許容と距離感

 彼は私に本当の事を言ってくれない。ただ、それが信頼に基づいて言ってくれないと言う訳でもない。だから彼の嘘に何かを求める事を私はしない。いや、できない。

『友情などと呼ばれているものは、結局のところ、ただの結びつきであり、利害の相互処理や親切の交換に過ぎぬ。要するに、自己愛が、何か獲物にありつこうとして、常に待ち構えている取引関係に過ぎぬ』

 ラ・ロシュフコーのこの言葉。彼から借りた本に書いていた言葉の一つ。

 彼が今私の横にいるのはあくまでも衣住食の確立のため。言い方を変えれば私の世話をする為に彼を買っているに等しい。

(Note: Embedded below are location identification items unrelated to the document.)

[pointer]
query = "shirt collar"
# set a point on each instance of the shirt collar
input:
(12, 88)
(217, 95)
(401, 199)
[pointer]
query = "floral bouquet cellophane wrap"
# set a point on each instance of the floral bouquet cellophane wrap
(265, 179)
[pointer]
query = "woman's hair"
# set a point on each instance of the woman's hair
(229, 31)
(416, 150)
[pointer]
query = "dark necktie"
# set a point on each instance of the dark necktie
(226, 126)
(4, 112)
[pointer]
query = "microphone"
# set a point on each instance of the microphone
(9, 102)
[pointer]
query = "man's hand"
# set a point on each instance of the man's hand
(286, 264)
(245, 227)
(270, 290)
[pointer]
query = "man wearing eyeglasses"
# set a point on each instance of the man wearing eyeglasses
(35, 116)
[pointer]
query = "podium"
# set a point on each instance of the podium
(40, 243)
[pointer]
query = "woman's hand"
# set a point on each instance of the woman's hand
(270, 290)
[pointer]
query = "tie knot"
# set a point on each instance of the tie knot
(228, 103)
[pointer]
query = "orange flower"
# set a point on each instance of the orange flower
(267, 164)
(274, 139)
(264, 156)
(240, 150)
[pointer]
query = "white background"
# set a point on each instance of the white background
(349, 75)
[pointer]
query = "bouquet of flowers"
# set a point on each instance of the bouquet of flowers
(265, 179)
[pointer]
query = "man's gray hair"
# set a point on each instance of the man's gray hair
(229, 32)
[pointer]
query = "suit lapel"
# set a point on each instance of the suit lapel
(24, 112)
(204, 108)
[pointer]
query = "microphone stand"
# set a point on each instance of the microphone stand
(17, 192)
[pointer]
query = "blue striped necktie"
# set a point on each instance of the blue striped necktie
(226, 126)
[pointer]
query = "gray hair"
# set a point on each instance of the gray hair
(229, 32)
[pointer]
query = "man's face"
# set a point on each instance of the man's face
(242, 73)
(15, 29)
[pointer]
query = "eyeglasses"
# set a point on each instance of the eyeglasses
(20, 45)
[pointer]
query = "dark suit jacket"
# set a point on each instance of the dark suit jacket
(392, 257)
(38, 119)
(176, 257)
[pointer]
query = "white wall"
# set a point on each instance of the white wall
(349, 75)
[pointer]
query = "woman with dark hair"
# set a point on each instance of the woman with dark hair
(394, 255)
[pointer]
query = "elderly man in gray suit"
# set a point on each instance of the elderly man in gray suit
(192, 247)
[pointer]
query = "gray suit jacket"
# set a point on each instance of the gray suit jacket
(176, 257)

 そんな彼がくれる評価はいつも高い。だが、自分を好きになる事と、他者からの評価は逆効果。評価し続けてもらえなければ自分を好きでいられなくなる。

 人間は価値観がそれぞれ違う。故にいつまでも高評価を得ることは不可能だ。

 そう思うと私は彼に深く関わらない方がいいのかもしれない。

 私が彼の事を本気になっても私が馬鹿を見るだけだ。

 逃げるのは簡単だ。彼は私の事を追って来ないだろうし、過去についての事を他言するような人間でも無い。

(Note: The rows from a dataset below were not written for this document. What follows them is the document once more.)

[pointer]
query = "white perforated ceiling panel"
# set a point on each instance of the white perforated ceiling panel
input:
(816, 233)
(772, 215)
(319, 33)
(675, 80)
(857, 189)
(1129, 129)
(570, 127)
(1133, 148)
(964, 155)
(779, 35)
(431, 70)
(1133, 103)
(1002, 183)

 彼はきっと心の中で初恋に溺れた馬鹿げた大人として、今もあの人との思い出が記憶の中で存在し続けているのだろう。そこに私が入る事も触れる事もできない。過度に関わって嫌われたくない。だから心地よい距離感を保つ。

 どんなに格好で取り繕ってもバレるものはバレてしまう。

 だからこそ、それでも私は彼を求めたい––。

 そう思うと深く追求する事が出来ない。それを無視して近付けば彼との距離は遠くなる。

 だから私は彼の嘘を容認する。今の関係性を続ける為に。

 そんな互いが互いに求める距離感を保つ為に双方何ももう言わない。ただ一緒に帰るべき場所に帰って行く。

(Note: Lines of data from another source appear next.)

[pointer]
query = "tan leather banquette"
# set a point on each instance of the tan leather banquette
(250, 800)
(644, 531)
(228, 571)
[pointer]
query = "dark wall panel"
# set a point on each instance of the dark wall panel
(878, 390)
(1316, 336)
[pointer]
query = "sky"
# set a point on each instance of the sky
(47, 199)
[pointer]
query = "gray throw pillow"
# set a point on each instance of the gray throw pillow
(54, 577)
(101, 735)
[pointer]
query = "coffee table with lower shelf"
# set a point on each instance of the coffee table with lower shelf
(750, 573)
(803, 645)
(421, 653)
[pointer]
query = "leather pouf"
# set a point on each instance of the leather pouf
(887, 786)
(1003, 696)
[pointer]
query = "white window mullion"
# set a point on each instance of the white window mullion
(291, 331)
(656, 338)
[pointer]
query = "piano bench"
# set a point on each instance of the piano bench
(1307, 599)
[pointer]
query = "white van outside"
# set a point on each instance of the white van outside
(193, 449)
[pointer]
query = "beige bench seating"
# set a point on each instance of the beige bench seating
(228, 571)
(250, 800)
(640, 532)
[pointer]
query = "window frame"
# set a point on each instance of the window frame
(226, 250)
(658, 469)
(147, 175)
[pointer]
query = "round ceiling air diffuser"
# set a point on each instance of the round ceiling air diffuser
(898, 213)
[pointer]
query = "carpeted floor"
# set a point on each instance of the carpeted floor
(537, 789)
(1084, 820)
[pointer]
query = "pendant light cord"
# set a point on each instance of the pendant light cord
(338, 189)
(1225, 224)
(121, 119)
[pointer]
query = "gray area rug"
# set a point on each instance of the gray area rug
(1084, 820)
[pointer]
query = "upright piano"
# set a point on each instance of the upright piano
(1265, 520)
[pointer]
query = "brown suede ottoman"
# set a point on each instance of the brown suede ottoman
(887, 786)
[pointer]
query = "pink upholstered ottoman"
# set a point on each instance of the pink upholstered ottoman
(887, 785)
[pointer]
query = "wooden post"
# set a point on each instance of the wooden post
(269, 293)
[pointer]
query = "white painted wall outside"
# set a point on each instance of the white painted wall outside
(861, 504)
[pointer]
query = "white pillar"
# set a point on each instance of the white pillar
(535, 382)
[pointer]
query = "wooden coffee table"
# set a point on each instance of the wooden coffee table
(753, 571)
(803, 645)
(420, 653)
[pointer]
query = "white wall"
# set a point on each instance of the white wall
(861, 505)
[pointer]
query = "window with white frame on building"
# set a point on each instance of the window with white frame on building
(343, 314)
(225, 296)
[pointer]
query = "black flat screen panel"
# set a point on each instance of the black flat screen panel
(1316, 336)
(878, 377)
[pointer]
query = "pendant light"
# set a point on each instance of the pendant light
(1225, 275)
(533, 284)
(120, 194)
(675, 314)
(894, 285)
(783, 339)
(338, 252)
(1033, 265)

 何も言わず、何も交わさずに暗くて長い夜を過ごす。会話のないリビングは実際の面積以上に広く感じ、湯が沸いたという通知音も炊飯器の炊き上がったという通知音も携帯端末の通知音も鳴る度に二人揃って身体をビクつかせる。

 だが、それでも何も言わず、時間が過ぎる。いつも通り美咲が先に風呂に入り、その間に翼が晩御飯を作る。何一ついつもと変わらない状況。何か違うと思っても気にしなければなんとかなる程度の違和感。だが、彼女にとって、彼にとってその違和感がこそばゆいものである事に変わりない。

 約三〇分も経てば彼女は風呂を上がり、寝間着を着てリビングに戻ってくる。テーブルには既に食事が配膳されており、無言で手を合わせて食事を始める。昨日と違う会話の無い食事の始まり。それが、その違和感がスパイスになってこの空気の重さをより感じさせる。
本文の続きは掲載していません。